Based on the status of its universities, New Zealand seems to be at risk of doing just that. The vice chancellor of the University of Auckland, Stuart McCutcheon, gave a presentation about New Zealand higher education last week at a meeting of Universitas 21, the international university consortium. The key image in his presentation: A cow so starved that its ribs showed.
New Zealand’s economy has grown more slowly than many others in the last couple of decades and the value of its currency has dropped. As I write this, the New Zealand dollar is 80 cents on the U.S. dollar, while the Australian dollar is at $1.05.
“New Zealand is becoming one of the poorer developed countries,” one university international director told me last year when I visited the country. That was before the Christchurch earthquake, which has been overshadowed by Japan’s natural disaster, but is sapping New Zealand’s economy. The New Zealand federal budget, released last week, gave the universities a 2 percent increase.
Manufacturing jobs are leaving New Zealand, as companies headquartered there move factories to Asia, Mexico, and South America. As manufacturing jobs leave the country, one opportunity remains for New Zealand universities: research and development jobs. New Zealand-based companies and multi-national corporations still seem to have faith in the innovation and design skills of the country’s researchers. New Zealand scientists say that their relative poverty has made them highly efficient, with low overhead, and that they are having relatively good success getting grants from U.S science agencies.
Some innovation is cramped because of the cost of access to the Internet. While universities have their own networks, private access can be expensive. One downtown hotel charged $30 a day last year—not a totally fair price indicator, but an indication of how expensive access can get. The saying “don’t try this at home” is true for broadband in New Zealand.

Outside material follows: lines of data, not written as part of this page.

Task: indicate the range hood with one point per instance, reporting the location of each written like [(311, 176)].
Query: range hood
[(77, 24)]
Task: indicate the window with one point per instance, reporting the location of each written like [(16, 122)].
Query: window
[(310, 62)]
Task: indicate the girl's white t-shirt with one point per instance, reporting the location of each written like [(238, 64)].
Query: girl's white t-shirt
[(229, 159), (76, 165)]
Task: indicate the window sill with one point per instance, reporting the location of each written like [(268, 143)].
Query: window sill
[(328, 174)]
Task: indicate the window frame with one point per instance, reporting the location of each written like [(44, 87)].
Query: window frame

Much of the government’s money and support goes to students instead of to the universities, in the form of capped tuition, living stipends for students, and no-interest loans that wind up costing the government money over time. With New Zealand higher-education participation rates high, the cost to the government for its generosity to students is also very high, leaving little money to go to the universities to actually teach those students. The government’s position is that its aid to students helps foster economic and ethnic diversity in academe. (The cynical explanation is that the policy wins votes.)

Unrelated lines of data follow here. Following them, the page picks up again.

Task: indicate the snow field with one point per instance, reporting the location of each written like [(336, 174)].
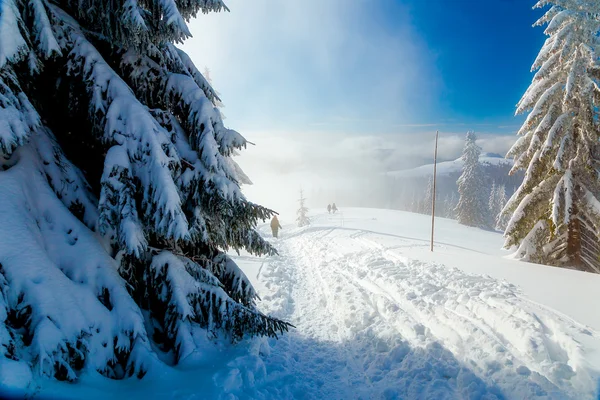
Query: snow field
[(374, 322)]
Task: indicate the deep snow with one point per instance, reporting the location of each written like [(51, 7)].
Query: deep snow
[(379, 316)]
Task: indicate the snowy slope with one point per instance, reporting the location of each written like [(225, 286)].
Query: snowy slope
[(379, 316), (446, 167)]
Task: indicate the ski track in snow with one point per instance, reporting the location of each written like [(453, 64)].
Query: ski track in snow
[(372, 323)]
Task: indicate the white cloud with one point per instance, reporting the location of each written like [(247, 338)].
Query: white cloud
[(282, 64), (342, 168)]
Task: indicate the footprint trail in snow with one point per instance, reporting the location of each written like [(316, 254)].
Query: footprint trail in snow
[(373, 323)]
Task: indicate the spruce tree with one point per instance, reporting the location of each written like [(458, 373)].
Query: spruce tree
[(302, 212), (555, 212), (492, 201), (500, 202), (449, 205), (428, 196), (472, 208), (118, 192)]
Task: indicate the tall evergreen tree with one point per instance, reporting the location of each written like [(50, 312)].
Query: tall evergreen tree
[(555, 212), (302, 212), (472, 208), (118, 193)]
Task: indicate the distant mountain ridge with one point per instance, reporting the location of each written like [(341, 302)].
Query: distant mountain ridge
[(450, 167)]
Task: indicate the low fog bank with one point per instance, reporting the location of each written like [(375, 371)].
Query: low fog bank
[(346, 169)]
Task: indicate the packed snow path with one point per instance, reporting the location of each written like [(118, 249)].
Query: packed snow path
[(374, 323)]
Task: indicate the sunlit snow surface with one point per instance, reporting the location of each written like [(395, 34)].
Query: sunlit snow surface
[(379, 316)]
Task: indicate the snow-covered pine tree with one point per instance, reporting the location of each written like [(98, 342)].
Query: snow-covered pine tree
[(472, 208), (449, 204), (302, 212), (500, 202), (496, 203), (556, 212), (428, 196), (492, 203), (218, 103), (118, 193)]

The universities can charge more for international students, but with tuition and fees low for domestic students, universities feel like they can only charge international students so much without incurring resentment. With a small federally-fixed market of eight universities, New Zealand is highly vulnerable to any sudden changes that affect international student recruitment—swings in currencies, or incidents, like the ones that have occurred in both Australia and the United States, where unscrupulous private colleges stain the broader reputation of national higher education.
New Zealand is also vulnerable to headhunting. Australian universities in particular see New Zealand universities as a good place to search for talent, and Australian institutions can often offer better salaries. Imagine getting paid in a highly valued currency, and then going home to a cheap country.
On the international-relations circuit for universities, administrators watch what is happening in New Zealand with pained expressions. There’s much to like about the country and its academics. They are smart yet humble and were racially tolerant long before a good many developed countries: New Zealand has fostered a network of Maori universities and programs. The country has a varied and stunning landscape that could turn a lot of academic couch potatoes into outdoors buffs. But how long New Zealand universities can survive on what they label as a starvation diet remains to be seen.